The outlook for global advertising looks robust, even against the backdrop of continuing macro uncertainty. That’s the top line from Citi’s 3rd survey of chief marketing officers which questioned 175 CMOs across 5 countries.
The expectation is for 10.5% growth in advertising over the coming 12 months and 18.5% over the next 2-3 years, implying a very robust CAGR of 6%-9%.
Anticipated Change in Marketing Budgets Over Time
Percentage of Revenues Spent on ALL Forms of Advertising
Breaking it down further, the U.S. is set for 7.0% over the coming 12 months (down from 9.5% in the last survey), the UK +11.8% (stable), India +10.1% (up from 6.1% in January), China +16.1% (up from 10.6% in January) and Brazil +7.7% (down from 15.4%).
The second key finding was that short form digital video not only continues to be the largest single allocation, but is one of only two categories set to continue to take share both on a 12-month and 36-month view, the other being ‘Digital – Other Brand Advertising’. What is striking, the team says, is that other forms of digital, in particular Search and Performance Marketing are set to see diminishing share over the next 2-3 years.
Also, when the team looked at the ‘hot’ categories of Connected TV and Retail Media, they identified a contrast in outlook with the former actually expected to see a diminishing allocation over time (from 8.2% of budgets to 7.2%).
By contrast Retail Media is expected to take share albeit from a lower base (from 5.7% to 5.9%). Indeed in a recent Citi Research report Ygal Arounian takes a deep dive into the how Retail Media has gained significant importance to advertisers in recent years propelled by the growth in eCommerce, shift in the privacy landscape, and better data, targeting, and measurement.
It finds that retail media is now a ~$65B Global Market (ex-China) Growing to $110B by 2027 with Upside: That represents ~12% of total digital advertising dollars today (ex. China) and 14% in 2026.
The report suggests spend will come from newly allocated budgets, but also from offline to online shifts like shopper marketing and trade promotion spend. As more retail spending shifts online, more budgets will continue to follow suit to digital storefronts.
Media Budget Allocation Split By Medium
© 2023 Citigroup Inc. No redistribution without Citigroup’s written permission.
Source: Citi Research
Media Budget Medium Allocation Split By Time Horizon
© 2023 Citigroup Inc. No redistribution without Citigroup’s written permission.
Source: Citi Research
Meanwhile the CMO survey further indicates that overall budget allocations to Social Media platforms are set to increase. For the total respondent base an allocation of 24.4% pre COVID is 31.5% today rising to 37.8% in a year from now.
The report notes that allocations today are much higher in China (38.9%) and the UK (32.1%) than in other markets (interestingly the US is the laggard at 28.2%) but this dispersion is set to even out over the next 12 months with each market (ex-China) converging on c.35%.
What about AI then?
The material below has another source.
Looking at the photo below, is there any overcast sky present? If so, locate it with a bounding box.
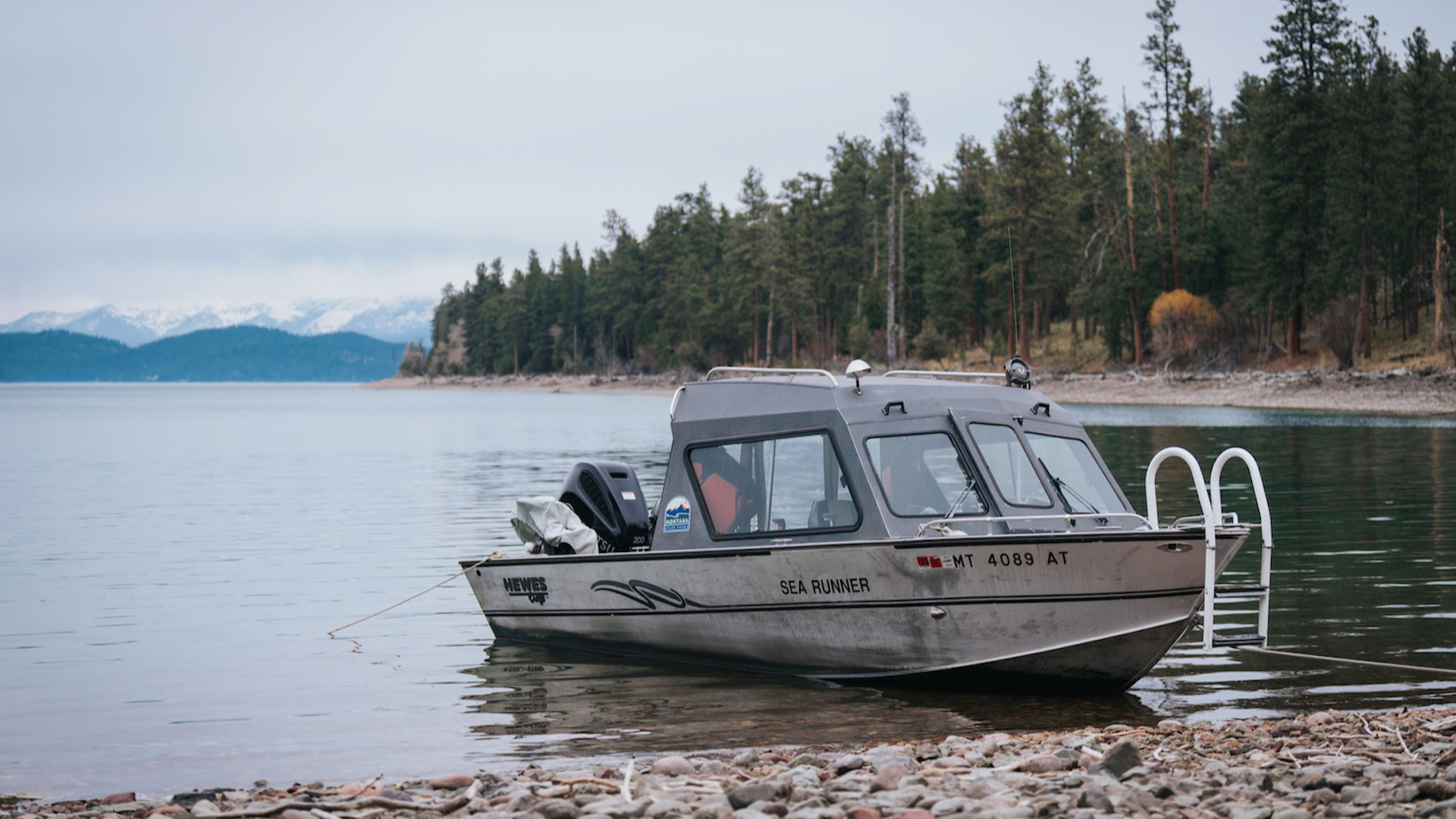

In short, the survey suggests that disruption as a result of generative AI might be much less significant than anticipated.
Overall Allocation of Marketing Budgets including AI-Based Tools
© 2023 Citigroup Inc. No redistribution without Citigroup’s written permission.
Source: Citi Research
Anticipated Impact of Generative AI on Marketing Services Landscape
© 2023 Citigroup Inc. No redistribution without Citigroup’s written permission.
Source: Citi Research
Areas of Marketing Services Most Impacted by Generative AI
Impact of Generative AI on Overall Working Advertising Spend
It seems clear that AI-based tools are already being used in marketing services. Indeed, a McKinsey & Company study from 2021 said that 20% of all marketing and sales activity had been impacted by AI in some form even back then.
The CMO survey suggests that c. 22% of marketing budgets are in some way impacted by AI-based tools and although this is set to grow over time (from 22.2% today to 22.9% in 12 months’ time and 25.1% in 2-3 years’ time) this is not really a dramatic change in quantitative terms, i.e. anticipated spend/budget allocation.
More qualitatively, however, the implication is that Generative AI (GAI) will have a more profound effect. The proportion of CMOs indicating GAI will have no effect at all is consistently between 0% and 1% across every time frame while on a 5 year+ view 63% of respondents anticipate it to have a ‘very significant’ effect on the landscape which is pretty definitive.
Perhaps most important are the CMOs’ views on the anticipated impact of GAI on absolute spending, the report said. The survey asked specifically about (1) total working advertising spend – i.e., spend on media; (2) money spent on agencies; and (3) money spent on consumer promotion.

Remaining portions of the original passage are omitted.